治療は安静を指示し、日常生活動作の注意点を指導します。活動時には装具療法としてコルセットを着用させます。痛みやシビレに対しては痛みの基本的治療法に則り、非ステロイド系抗炎症剤やビタミンB製剤、筋弛緩剤などを処方し、リハビリテーションとして腰椎牽引療法や温熱療法、電気刺激療法を指示し、腰部のストレッチングや筋力強化訓練を指導します。難治例では神経ブロック療法(トイガーポイントブロック・腰部硬膜外ブロック・神経根ブロックなど)を検討します。
しかし、これらの保存的治療(手術しない方法)で改善の得られない症例は手術的治療を考慮します。手術適応は、耐え難い痛みを認める症例や直腸膀胱障害を認める症例、運動麻痺を認める症例などが対象となります。術式(手術の方法)はヘルニアを摘出する方法(LOVE法・骨形成的椎弓切除術・経皮的髄核摘出術)とヘルニアを摘出したのちに椎体を固定する方法(前方固定術)とがあり、年齢や職業、趣味、ヘルニアのタイプ、椎体の不安定性などを考慮して決定されます。

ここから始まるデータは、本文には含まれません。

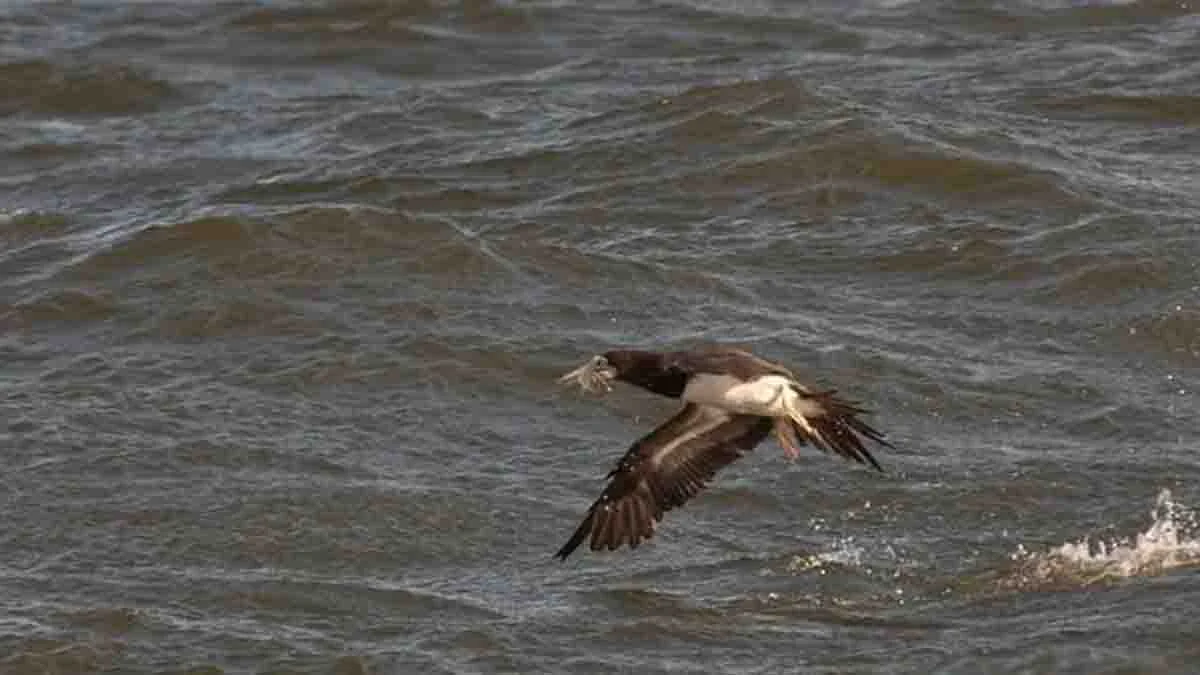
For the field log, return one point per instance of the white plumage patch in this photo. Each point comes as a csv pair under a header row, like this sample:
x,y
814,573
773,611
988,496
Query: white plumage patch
x,y
769,395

近年、MRIの普及などによりヘルニアの病態が解明されつつあり、一部のヘルニアでは自然に消退縮小することも解ってきました(組織球による異物貪食、分解作用によってヘルニアが小さくなる)。従って、急を要する症例(運動麻痺や直腸膀胱障害を認める症例)以外は、最低3~6ヶ月間の保存的治療を行うように指導しております。一般的に、腰椎椎間板ヘルニアの95%以上が保存的治療により軽快すると考えられています。

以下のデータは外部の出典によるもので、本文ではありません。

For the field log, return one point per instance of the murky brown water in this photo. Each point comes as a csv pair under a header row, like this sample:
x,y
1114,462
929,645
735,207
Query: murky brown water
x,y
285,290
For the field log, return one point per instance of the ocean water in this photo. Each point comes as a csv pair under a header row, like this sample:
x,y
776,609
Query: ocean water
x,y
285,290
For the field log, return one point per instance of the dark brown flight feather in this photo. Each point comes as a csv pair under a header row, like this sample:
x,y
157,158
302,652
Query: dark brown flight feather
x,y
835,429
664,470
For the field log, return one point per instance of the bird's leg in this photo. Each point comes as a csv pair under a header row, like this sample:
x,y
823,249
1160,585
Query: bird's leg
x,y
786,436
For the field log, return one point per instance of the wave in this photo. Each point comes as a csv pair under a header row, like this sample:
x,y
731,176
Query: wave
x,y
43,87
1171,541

又、最近話題になっているレ-ザ-治療(鏡視下経皮的レ-ザ-椎間板除圧術)は線維輪が壊れていない症例で、椎間板内圧が高いタイプのヘルニアが適応となります。すでに線維輪を破って、脊柱管内に飛び出たヘルニアには効果を認めませんので、適応を選ぶことが肝要です。現在、レーザー治療は保険治療の対象外です。各施設により金額が異なり、20~30万円程度の自費扱いになっております。レーザ治療に関してはまだまだ色々な問題を残しております。